You Poor Bastard

There is this guy I hang out with named John who is just your average every day kinda guy.  That is until you strap a backpack onto him at which point he becomes (insert superhero intro music here) ”You Poor Bastard”.  A man with the ability to have strangers offer any manner of help without solicitation.  He can be sitting on a bench and people will walk up and offer him food, money, tobacco and what-not.  Place me on the same bench and people just see some guy with no needs.  While I do not really have any needs to be addressed by the general public walking by it would be nice to be “You Poor Bastard” once in a while.

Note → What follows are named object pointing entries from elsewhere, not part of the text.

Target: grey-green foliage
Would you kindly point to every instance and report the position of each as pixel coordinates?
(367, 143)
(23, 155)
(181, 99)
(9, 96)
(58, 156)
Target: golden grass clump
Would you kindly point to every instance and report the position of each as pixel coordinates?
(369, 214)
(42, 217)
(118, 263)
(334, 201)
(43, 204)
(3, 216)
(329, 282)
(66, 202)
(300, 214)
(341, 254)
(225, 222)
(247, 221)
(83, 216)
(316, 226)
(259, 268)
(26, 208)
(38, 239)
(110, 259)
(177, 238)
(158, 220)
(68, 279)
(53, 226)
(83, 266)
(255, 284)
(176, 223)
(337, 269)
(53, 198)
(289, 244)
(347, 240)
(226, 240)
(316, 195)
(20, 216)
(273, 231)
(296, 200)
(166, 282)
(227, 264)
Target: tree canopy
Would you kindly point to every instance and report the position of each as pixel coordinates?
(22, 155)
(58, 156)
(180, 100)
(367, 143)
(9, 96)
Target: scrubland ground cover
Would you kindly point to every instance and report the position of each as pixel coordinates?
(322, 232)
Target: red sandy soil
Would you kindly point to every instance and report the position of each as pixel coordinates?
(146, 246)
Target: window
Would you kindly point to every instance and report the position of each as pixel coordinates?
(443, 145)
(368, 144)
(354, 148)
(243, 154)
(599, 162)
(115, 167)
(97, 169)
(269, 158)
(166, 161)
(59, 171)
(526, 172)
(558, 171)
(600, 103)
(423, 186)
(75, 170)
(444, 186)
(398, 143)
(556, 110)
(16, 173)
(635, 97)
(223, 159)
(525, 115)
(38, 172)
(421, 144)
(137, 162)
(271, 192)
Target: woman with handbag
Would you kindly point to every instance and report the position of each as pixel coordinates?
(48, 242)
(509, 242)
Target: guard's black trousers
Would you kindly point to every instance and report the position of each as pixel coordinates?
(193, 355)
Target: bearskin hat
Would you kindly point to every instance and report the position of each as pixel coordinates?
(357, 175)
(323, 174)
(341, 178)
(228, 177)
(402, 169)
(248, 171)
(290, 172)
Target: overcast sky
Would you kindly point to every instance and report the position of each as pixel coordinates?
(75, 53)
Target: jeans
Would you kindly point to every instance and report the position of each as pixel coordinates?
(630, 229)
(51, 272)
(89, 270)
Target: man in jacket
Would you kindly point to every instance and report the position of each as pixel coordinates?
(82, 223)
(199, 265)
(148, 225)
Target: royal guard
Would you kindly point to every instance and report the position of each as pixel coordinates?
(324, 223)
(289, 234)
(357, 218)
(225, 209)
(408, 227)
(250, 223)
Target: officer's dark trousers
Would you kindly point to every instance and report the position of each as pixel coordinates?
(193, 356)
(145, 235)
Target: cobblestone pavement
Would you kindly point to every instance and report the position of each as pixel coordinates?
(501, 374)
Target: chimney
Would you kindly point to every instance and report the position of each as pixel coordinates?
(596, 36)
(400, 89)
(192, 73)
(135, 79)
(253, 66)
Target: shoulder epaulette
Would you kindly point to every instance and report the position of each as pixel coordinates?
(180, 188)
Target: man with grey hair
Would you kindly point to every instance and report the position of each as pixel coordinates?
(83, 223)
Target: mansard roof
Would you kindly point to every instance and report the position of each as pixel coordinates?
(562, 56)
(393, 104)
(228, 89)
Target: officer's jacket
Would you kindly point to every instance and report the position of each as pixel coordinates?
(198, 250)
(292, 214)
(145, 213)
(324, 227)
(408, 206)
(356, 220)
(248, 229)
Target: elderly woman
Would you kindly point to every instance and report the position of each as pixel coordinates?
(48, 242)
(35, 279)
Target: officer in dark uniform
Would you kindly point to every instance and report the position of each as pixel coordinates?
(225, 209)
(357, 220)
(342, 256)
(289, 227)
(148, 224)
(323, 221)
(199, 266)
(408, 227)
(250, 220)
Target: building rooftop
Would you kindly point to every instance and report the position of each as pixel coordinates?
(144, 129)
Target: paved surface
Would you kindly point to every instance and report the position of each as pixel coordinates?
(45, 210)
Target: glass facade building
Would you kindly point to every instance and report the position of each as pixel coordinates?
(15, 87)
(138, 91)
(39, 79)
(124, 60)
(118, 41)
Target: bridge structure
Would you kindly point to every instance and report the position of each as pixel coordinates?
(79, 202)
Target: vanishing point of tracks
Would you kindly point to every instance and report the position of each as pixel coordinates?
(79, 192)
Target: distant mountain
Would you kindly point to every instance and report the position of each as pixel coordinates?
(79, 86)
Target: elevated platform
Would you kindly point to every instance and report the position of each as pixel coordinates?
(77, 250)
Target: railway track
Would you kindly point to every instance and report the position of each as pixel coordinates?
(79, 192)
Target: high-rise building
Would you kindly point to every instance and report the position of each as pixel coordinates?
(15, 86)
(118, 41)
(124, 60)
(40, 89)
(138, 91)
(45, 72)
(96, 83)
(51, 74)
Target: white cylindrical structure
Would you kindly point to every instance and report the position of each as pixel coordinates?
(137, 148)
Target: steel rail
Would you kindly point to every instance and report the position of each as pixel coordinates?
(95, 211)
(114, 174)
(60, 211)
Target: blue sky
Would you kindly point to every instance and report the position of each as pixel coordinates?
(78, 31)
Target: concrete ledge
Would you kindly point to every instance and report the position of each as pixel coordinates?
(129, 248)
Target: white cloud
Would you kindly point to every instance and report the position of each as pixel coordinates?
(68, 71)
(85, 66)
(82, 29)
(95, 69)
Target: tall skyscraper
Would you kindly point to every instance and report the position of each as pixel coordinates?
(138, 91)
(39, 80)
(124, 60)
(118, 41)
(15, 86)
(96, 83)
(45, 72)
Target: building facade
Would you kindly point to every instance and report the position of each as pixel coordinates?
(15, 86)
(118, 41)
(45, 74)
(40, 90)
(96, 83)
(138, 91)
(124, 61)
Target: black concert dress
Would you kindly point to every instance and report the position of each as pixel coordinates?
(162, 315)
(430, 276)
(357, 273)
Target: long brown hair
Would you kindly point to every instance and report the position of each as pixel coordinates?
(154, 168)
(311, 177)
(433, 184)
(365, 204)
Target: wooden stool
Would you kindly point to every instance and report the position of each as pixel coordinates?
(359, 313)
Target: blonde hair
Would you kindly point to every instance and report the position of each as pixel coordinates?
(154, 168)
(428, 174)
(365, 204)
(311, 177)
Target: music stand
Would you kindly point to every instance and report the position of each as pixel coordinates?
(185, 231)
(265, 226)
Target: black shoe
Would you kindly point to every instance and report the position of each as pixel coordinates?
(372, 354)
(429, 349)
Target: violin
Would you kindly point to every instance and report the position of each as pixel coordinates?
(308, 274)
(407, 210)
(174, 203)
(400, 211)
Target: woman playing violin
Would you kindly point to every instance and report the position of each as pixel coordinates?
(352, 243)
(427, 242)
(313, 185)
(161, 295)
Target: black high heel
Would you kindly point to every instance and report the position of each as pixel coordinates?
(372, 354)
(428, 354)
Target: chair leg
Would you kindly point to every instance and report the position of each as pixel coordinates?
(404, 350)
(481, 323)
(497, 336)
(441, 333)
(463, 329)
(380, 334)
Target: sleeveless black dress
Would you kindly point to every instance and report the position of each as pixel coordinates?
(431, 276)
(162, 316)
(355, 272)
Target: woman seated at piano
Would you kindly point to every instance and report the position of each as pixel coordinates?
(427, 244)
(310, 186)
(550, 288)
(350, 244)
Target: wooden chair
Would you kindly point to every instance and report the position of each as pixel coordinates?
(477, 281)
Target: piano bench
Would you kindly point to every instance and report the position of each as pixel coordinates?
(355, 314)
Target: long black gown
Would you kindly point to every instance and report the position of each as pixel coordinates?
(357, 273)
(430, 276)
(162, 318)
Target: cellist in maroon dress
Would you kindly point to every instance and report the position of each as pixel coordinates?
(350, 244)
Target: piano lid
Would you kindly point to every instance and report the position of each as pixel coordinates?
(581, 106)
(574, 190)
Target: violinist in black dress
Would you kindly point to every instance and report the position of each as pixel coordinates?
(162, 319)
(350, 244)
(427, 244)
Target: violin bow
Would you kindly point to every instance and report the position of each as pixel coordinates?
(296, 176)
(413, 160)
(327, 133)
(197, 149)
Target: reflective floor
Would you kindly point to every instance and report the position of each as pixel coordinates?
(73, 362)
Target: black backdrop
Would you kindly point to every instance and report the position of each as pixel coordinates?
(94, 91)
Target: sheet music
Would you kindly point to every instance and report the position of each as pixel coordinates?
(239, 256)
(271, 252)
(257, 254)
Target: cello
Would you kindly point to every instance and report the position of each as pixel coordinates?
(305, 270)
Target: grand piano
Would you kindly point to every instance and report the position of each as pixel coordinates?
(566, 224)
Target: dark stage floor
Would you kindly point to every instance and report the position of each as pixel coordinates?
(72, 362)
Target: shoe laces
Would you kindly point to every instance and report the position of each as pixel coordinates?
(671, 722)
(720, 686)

     I have yet to figure out just what it is that causes others to see him as “You Poor Bastard” unless it is triggered be pheromones.  If I am correct this could be a marketable commodity.  While some may see the market for such a product to be rather small I see it to be quite large.

Business men: Say he needs to pitch a bad idea with a poor presentation that would normally be laughed out of the board.  With a splash of ”You Poor Bastard” his audience would be captured by the idea and his worth to the company would skyrocket.

Sales men: This guy would be able to sell even the most hardcore penny pincher on that great rust preventative undercoating for the new car being offered eventually making him salesman of the month.

Contractor: Instead of adding just a bedroom the customer would like the idea of a rumpus room, media room, new family room and wet bar for each of these additions.

The product would be sold as a scent called (are you ready?) Success.
OK, maybe I need a dash of Success to get this idea off and running. Is that a paradox?